Social Algorithms

Everyone tries to make sense of the world around them. From the mundane to the fantastic, it’s always as the Merovingian said: “Cause and effect, my Love. Action, reaction.” I think this causality is particularly interesting to those interested in finding out the way things work. Sociologists study the individual and its composite effect into the social machine.

Swap the terminology and provide a few additional presumptions, and the natural order of the world seems to lend itself to the linear instruction set of the programmer’s mind. It’s like predicting the butterfly effect after skipping everything up to humanity. (Luckily, it seems, most of these effects can be generalized or canceled out from the effects of other butterflies.)

Somewhere along the way, I would say that every programmer has looked at the world and applied what they’ve learned in training or practice to what they see. Personally, it’s a weekly occurrence. And not so often is it a matter of stress or ire for understanding, but a colloquialism batted around between friends in the business to pass the time.

The classic example: The waiting line at a fast-food counter. The phrase “first-come, first-serve,” while generally precise, isn’t accurate. I’m certain that if President-elect Barack Obama stepped in line behind you at a Subway or Wendy’s, that most would step aside and let the man (and his five hundred Secret Service agents) get ahead in line. So the observed structure was a queue, but the factual component is a priority-queue. It was an amusing observation at the start, and certainly one which didn’t warrant any pursuant action; but, what it did offer was realizing the difference.

It’s the same thing with a program’s features. It may seem like a moderate improvement, but the differences between two scheduling algorithms can be all the difference in servers where uptime and throughput are extremely important. In college, I overheard a novel idea to implement a ’2-D’ chain: with origins in the North-East corner, one could traverse the ‘map’ in two directions. East-West was a standard linked list, but North-South was a pri-queue which would be deprecated upon every traversal of the E-W inbound link. It’s these innovations that in and of themselves aren’t staggering or ground-breaking, but could equivocate to the difference when Obama visits Subway or not.

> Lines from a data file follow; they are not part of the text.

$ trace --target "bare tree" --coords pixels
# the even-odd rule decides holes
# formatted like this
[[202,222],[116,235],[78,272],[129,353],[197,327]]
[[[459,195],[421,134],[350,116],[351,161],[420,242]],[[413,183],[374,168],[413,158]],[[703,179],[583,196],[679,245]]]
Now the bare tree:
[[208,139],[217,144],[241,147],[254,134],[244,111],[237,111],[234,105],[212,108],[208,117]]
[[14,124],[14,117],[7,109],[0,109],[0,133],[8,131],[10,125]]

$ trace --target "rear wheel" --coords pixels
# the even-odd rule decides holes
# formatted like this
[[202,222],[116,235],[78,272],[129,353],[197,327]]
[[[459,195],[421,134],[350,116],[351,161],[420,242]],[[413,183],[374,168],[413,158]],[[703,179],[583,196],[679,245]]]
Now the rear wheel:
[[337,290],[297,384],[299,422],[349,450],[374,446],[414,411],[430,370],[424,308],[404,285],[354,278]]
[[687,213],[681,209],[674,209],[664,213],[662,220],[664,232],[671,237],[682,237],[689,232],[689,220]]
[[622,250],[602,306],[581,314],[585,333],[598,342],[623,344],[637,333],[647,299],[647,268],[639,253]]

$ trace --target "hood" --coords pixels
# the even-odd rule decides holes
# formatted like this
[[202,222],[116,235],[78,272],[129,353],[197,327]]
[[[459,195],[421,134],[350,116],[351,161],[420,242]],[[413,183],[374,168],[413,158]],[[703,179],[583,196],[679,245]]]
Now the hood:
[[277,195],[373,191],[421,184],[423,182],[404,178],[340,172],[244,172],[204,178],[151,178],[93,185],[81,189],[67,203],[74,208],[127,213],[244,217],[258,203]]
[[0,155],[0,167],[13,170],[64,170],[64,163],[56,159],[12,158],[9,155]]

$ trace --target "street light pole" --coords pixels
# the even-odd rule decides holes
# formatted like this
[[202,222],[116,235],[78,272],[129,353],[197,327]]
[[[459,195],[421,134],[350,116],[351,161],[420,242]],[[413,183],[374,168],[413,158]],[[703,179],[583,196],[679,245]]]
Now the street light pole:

Without having observed this simple fact, I wouldn’t have known how to pick up on it in the future. That’s a major difference between being a junior-/mid-level programmer and senior level architect: Being able to pick up on structural similarities, generalizations, and disparities then react to or plan for them, is a distinguishing ability. I’m getting better as the time passes, and hopefully it will only be a matter of time before I can efficiently and effectively take my Subway pri-queue observation and apply it to a client request; then I’ll know I can fulfill at least one of my self-prescribed requirements for a senior-developer position.